Britain's Trade deficit widens

Wednesday, March 10, 2010

Britain's goods trade deficit with the rest of the world unexpectedly swelled in January to reach its widest level since August 2008, fueling concerns about the strength of the country's broader economic recovery. Yesterday, the Office for National Statistics reported that Britain's trade deficit widened to 7.987 billion pounds from 7.010 billion in December, well above market expectations of 7 billion, as lower sales of chemicals and other commodities prompted a steep slump in exports. This disappointing figure will most likely fuel policy maker's concerns that the sharp depreciation in the value of the Pound has not led to the expected increase in exports. Bank of England policy maker Kate Barker said yesterday that Britain’s economy has shown a “disappointing” response to the weakness of the pound, which has fallen about a quarter in the past three years on a trade-weighted basis. Government Officials want gross domestic product to refocus on exporting as they try to entrench Britain’s recovery. The deterioration in the global trade balance was the direct result of a 6.9% fall in exports, the biggest decrease since July 2006; while there was speculation that the Britain's unseasonably harsh winter could have hampered the movement of goods, according to officials there was no firm evidence to support this theory. Imports fell just 1.6%.

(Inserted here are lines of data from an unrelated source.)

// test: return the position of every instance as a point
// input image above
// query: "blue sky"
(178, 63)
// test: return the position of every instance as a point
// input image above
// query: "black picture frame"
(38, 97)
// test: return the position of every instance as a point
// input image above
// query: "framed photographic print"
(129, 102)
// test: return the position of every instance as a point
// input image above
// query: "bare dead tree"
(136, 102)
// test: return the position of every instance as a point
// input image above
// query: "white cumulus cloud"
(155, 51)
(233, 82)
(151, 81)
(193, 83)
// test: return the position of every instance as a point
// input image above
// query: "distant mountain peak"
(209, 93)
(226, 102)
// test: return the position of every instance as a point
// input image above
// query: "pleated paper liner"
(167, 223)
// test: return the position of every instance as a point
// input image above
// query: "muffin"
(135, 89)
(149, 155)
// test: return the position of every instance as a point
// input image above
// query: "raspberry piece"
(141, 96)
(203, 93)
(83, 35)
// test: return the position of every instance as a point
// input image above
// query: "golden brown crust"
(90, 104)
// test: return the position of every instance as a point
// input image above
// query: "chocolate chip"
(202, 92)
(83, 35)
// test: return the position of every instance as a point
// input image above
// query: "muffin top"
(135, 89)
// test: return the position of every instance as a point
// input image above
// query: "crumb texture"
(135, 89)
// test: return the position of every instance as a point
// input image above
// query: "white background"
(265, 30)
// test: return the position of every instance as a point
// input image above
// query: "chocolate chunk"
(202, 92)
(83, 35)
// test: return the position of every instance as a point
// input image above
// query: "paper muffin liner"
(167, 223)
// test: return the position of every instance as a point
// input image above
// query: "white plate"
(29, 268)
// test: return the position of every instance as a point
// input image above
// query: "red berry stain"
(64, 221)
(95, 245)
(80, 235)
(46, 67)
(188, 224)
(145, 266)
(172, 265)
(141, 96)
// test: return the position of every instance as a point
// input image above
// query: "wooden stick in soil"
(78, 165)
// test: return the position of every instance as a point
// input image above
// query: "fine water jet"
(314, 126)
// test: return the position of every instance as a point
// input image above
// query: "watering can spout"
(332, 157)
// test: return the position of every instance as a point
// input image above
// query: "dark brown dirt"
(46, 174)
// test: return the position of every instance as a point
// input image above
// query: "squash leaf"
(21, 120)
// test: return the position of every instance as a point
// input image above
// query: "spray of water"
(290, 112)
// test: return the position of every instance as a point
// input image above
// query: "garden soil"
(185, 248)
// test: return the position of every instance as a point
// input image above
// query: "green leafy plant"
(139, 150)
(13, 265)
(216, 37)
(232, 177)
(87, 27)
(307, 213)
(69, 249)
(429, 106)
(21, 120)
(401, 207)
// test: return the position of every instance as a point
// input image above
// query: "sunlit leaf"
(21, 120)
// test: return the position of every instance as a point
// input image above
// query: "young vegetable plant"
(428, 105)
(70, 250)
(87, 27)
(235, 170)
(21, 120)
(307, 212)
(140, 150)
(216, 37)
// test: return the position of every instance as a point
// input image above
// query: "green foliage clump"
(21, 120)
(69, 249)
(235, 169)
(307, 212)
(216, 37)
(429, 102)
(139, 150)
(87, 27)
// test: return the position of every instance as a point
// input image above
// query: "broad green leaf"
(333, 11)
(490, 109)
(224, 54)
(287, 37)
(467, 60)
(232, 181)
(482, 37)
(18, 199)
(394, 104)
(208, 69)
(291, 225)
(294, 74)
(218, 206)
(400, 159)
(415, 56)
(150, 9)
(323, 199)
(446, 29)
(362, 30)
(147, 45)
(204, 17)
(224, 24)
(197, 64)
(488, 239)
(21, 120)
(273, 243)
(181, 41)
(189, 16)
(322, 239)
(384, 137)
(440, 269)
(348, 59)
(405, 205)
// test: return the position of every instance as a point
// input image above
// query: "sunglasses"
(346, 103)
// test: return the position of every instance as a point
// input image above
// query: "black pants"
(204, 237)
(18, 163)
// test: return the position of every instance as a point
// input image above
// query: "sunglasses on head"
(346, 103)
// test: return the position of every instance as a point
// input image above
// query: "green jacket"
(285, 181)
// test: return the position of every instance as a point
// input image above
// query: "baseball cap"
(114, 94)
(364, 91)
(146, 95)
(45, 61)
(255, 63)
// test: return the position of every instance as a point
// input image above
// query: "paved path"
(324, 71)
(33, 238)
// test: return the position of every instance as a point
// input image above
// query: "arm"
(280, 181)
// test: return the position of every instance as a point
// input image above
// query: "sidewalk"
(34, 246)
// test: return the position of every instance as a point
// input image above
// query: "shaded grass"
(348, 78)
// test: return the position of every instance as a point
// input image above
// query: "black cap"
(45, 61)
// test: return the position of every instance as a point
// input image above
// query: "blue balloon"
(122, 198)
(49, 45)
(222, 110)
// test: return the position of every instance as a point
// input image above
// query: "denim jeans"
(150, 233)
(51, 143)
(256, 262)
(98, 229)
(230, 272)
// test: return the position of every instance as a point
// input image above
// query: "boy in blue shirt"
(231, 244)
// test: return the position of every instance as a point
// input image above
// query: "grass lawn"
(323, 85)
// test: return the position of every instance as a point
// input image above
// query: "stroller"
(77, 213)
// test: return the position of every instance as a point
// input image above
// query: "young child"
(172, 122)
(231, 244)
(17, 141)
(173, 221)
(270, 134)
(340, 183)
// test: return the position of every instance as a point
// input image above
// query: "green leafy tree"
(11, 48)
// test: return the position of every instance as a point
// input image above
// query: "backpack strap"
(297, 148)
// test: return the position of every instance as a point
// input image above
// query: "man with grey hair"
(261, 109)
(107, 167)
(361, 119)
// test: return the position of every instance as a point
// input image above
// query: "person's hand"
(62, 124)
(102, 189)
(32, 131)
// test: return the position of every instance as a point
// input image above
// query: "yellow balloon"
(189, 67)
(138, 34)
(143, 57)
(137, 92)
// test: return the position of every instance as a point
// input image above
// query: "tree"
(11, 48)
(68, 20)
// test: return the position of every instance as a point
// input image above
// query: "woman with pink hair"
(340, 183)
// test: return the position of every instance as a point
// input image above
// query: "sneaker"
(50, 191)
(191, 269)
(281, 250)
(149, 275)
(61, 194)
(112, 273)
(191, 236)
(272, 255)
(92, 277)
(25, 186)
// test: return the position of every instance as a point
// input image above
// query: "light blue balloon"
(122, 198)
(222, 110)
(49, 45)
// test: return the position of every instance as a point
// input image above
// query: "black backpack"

Following the release of this disappointing news, the GBP slipped as much as 0.2% against the U.S Dollar and was trading down 0.9% on the day at $1.4957. After closing at $1.49991 yesterday, the Sterling plunged another 0.54% this morning to touch on $1.49176 in the forex online market.

Later this morning (930GMT), the Office for National Statistics will announce the U.K's manufacturing production for January. After increasing 0.9% between November and December of last year, the growth in manufacturing production is expected to slow, with the market expecting a rise of 0.3% between December and January.

Also later today (1900GMT), the U.S Treasury Department will release the Federal Budget Balance. While it is no secret that the U.S government is in serious debt, last month the size of the budget fell to a more acceptable level of -42.6B. This month, the market predicts that the deficit will to surge back up to 207.5B, weighing heavily on the value of the U.S dollar.

Tomorrow, both the US and Canada will simultaneously release their Trade Balance. This double-feature release always triggers action in USD/CAD. The American deficit is expected to remain high at around 40 billion, while Canada is expected to turn from a deficit of 0.2 to a surplus of 0.4 billion.

Later this afternoon (1800GMT), the European Central Bank president Jean-Claude Trichet will speak. As head of the ECB, which controls short term interest rates, Trichet has more influence over the Euro's value than any other person, and so his words will be carefully listened to. Today’s speech, held at the the inauguration ceremony of the Language of Money in Frankfurt, will be followed by a second, held at Institute of Economic Policy Research in Stanford, this Friday.